3. Cliff Omoruyi dominated
A Big Ten center should break a low-major over a knee, and that’s what Omoruyi did. The sophomore tallied 14 points on 7-of-11 shooting and grabbed eight boards. He was a force in transition, flushing multiple lobs, and showed confidence by taking (and making) some shots outside the paint.
4. Eye-opening minutes
As you might expect under the circumstances, Pikiell used 11 players. After the long layoff, it was important to get everyone some run. But he wound up riding his starters for 30-plus minutes each, and no one from the bench gave him more than 10. Something to keep in mind as the Scarlet Knights play two more games over the next five days.
"I'm trying to get everyone some minutes, here but also wanted to make sure we came out of this game with the win," Pikiell said when asked about the distribution.
5. Small crowd
This was one of the smallest crowds of the Pikiell era, 2,500 tops, including only a few dozen students. A mix of the virus’ explosion and the game’s rescheduling to different day and weekday afternoon tip time surely factored in.
Moving forward, it will be interesting to see if the COVID protocols reduce attendance levels. It’s worth noting that there appeared to be close to 100 percent mask-wearing compliance.

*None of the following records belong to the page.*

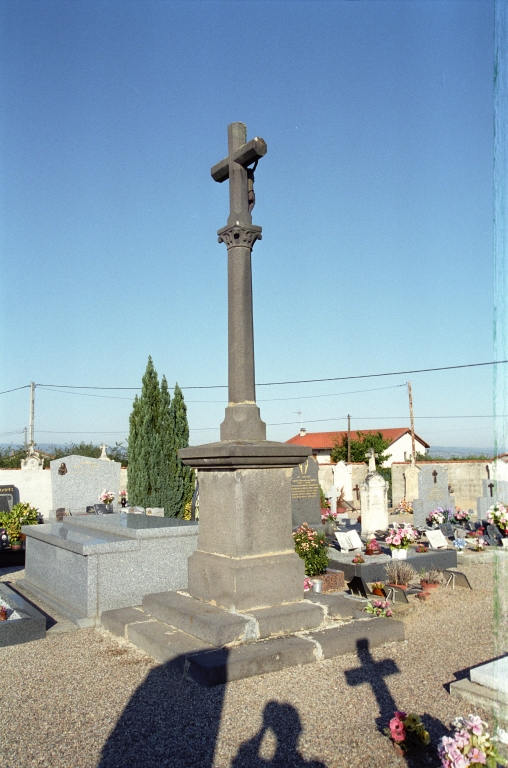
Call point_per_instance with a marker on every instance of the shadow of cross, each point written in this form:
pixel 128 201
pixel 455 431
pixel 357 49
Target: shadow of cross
pixel 374 673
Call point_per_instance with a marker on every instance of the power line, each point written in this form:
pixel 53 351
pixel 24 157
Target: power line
pixel 299 381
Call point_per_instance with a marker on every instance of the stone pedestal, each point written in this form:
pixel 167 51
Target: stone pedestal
pixel 245 557
pixel 374 503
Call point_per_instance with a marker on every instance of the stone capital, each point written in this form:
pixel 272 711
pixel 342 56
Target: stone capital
pixel 239 236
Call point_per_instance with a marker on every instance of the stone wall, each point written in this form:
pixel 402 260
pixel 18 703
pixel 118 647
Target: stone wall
pixel 464 479
pixel 34 486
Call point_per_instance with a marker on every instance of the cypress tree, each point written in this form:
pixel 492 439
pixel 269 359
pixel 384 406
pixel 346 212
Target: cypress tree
pixel 144 475
pixel 182 477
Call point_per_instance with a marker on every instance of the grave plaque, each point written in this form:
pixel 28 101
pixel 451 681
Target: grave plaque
pixel 432 493
pixel 358 587
pixel 8 494
pixel 305 497
pixel 436 539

Rutgers (6-5 overall, 1-1 Big Ten) concludes its non-conference slate against Central Connecticut State (3-10) Saturday at 5 p.m. The Big Ten Network has picked up the game.
Pikiell has deep ties to CCSU. He and current head coach Patrick Sellers were assistants there together from 1999-2001. And his father worked there for 25 years.
"He did a lot of different jobs, but he was the vice president (for finance) at the end of his career," Pikiell said. "We kind of grew up on that campus, my nine brothers and sisters."